Starting a new airline is a vote of confidence in the region’s future

  • Tycoon Bill Wong Cho-bau’s Greater Bay Airlines is in essence what the regional plan from which it derives its name is about – cities working together to make use of their strengths to create better products and services

The world’s aviation industry is in chaos as a result of the Covid-19 pandemic. International air travel has been all but brought to a standstill and airlines have been hit hard. Hong Kong’s de facto flag carrier, Cathay Pacific, is undergoing restructuring after ceasing operations of its regional arm, Cathay Dragon, and cutting a quarter of its workforce.

The decision by a local tycoon to get another airline off the ground in such turbulent times and base it in the city is therefore about more than optimism; it is a vote of confidence in the future.

Greater Bay Airlines has already bought several aircraft, is hiring staff and preparing paperwork. Hong Kong property tycoon Bill Wong Cho-bau, who already operates Donghai Airlines in Shenzhen, is behind the venture and aims to have its aircraft flying next year. If all goes to plan, he intends to have 30 aircraft within five years.

The choice of the name Greater Bay Airlines fits its focus and ambitions; based in Hong Kong, it will synergise with Wong’s aviation business in Shenzhen.
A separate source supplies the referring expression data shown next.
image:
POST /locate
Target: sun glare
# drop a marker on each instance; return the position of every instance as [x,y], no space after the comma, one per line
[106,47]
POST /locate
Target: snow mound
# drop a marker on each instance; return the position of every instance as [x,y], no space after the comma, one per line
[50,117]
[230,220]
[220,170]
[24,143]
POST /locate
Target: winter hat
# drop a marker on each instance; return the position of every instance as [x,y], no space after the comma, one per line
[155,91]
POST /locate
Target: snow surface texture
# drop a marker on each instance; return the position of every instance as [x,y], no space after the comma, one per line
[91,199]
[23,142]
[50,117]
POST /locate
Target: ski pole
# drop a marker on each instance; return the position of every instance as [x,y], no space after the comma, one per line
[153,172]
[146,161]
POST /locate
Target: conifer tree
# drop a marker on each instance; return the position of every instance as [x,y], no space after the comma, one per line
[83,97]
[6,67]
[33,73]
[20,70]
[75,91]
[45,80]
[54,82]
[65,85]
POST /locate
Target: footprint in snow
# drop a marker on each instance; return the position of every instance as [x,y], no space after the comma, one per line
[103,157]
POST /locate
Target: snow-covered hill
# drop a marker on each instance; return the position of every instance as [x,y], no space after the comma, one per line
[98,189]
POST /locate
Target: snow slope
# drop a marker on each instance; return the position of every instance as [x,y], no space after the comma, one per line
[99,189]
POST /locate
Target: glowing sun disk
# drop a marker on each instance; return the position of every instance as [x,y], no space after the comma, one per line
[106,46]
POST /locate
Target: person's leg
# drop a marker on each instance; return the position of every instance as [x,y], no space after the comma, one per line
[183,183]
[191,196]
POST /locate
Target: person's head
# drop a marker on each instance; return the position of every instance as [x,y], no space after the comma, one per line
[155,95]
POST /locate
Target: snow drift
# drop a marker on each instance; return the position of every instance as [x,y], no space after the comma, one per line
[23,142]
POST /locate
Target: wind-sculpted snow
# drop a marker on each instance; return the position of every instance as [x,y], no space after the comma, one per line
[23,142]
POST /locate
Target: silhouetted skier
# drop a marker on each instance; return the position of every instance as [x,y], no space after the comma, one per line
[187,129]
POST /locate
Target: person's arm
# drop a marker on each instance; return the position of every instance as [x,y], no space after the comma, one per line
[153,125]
The cities, together with Macau and nine others in Guangdong province, are the core of President Xi Jinping’s plan to integrate the region and leverage various strengths to create a technology and innovation powerhouse to rival Silicon Valley.

Shenzhen-based Donghai Airlines.

For the aviation sector, Hong Kong has advantages that mainland cities do not, making it an ideal location from which to base aircraft for passenger and cargo services. When a company based on both sides of the border pools its resources, as Wong intends to do, the benefits and meaning of the GBA can literally take flight.

Starting a new airline in the midst of a pandemic that has closed borders to most travel would appear risky. Nor does embodying the notion of the GBA in a company guarantee success. But Wong has chosen his time carefully, taking advantage of the space created by the closure of one airline to obtain aircraft, pilots and cabin crew and expertise.

He can train staff so that they can be familiar with operations on both sides of the border, enhancing the company’s flexibility. In essence, this is what the GBA is about – cities working together to make use of their strengths to create better products and services.

Business travel and tourism will return as science and medicine tame or defeat Covid-19. Article 128 of the Basic Law, the mini-constitution under which Hong Kong is governed under the “one country, two systems” principle, dictates that the government has to maintain the status of the city as a centre of international and regional aviation.

Wong is making use of that provision, adding his expertise and being optimistic. Hong Kong, like the rest of the region, has to adopt that same positive thinking and entrepreneurial spirit as it looks to the future in the GBA.